ステップ3:ストアカやCanvaなど無料ツールに登録してみる
「使える」かどうかより、「存在を知る・触れてみる」ことが最初の一歩です。ストアカはオンライン講座を販売できるプラットフォーム、Canvaはデザイン初心者でも扱いやすい画像作成ツールです。登録するだけなら無料でできます。やってみて合わなければやめればいい。まず触れることからです。
あなたの「今」は、未来の誰かの地図になる
最後に、あなたに伝えたいことがあります。
「特別なスキルがない」「実績がない」「もう遅いかもしれない」そう思っているあなたの今のリアルな悩みや葛藤は、数年後に同じ悩みを持つ誰かにとって、かけがえない地図になります。あなたが経験してきたこと、感じてきたこと、乗り越えてきたこと。それがコンテンツになり、誰かの救いになる。

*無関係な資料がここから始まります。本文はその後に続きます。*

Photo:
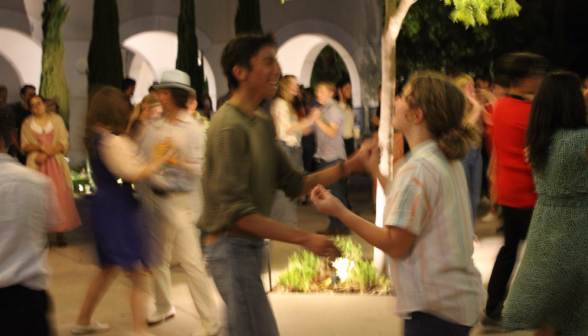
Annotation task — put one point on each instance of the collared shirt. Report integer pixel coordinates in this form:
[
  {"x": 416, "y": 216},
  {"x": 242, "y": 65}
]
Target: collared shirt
[
  {"x": 429, "y": 198},
  {"x": 187, "y": 139},
  {"x": 330, "y": 149},
  {"x": 284, "y": 120},
  {"x": 28, "y": 208},
  {"x": 244, "y": 167}
]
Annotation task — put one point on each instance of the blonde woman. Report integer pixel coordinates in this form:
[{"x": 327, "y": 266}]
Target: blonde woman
[
  {"x": 44, "y": 139},
  {"x": 149, "y": 109},
  {"x": 289, "y": 131}
]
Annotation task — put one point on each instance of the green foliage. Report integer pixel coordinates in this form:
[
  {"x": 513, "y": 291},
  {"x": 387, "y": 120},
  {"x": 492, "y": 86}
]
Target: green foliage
[
  {"x": 187, "y": 59},
  {"x": 53, "y": 81},
  {"x": 328, "y": 66},
  {"x": 105, "y": 66},
  {"x": 303, "y": 268},
  {"x": 248, "y": 18},
  {"x": 308, "y": 273},
  {"x": 429, "y": 41}
]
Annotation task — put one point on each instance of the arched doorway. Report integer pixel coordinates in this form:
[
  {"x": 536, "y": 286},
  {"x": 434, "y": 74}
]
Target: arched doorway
[
  {"x": 298, "y": 55},
  {"x": 156, "y": 52},
  {"x": 21, "y": 61}
]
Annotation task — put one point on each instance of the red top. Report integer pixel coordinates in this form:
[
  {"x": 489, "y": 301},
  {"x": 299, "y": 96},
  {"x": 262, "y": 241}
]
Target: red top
[{"x": 514, "y": 177}]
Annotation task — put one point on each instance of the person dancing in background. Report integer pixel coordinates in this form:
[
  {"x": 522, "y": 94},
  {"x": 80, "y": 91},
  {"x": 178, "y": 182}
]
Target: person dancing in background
[
  {"x": 113, "y": 155},
  {"x": 428, "y": 232},
  {"x": 549, "y": 291},
  {"x": 45, "y": 140}
]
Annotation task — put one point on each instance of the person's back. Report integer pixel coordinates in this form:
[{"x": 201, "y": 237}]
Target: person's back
[
  {"x": 28, "y": 208},
  {"x": 435, "y": 272},
  {"x": 514, "y": 178}
]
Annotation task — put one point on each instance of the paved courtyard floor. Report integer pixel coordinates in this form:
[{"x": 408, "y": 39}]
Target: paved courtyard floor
[{"x": 297, "y": 314}]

高橋貴子さんの『3フク業を実現!40歳から始める新時代のオンライン起業法 オンライン自宅教室起業バイブル』は、そういった「普通の私」が自分らしく稼いでいくための、具体的で温かいバイブルだとわたしは感じています。
大丈夫ですよ。あなたにはもう全部ある。あとは、小さな一歩を踏み出すだけです。
今日も読んでくれてありがとうございました。みのりの読者さんの毎日が、少しずつ自分らしい豊かさで満たされていきますように。
あなたの人生は、あなたが一番の主人公です。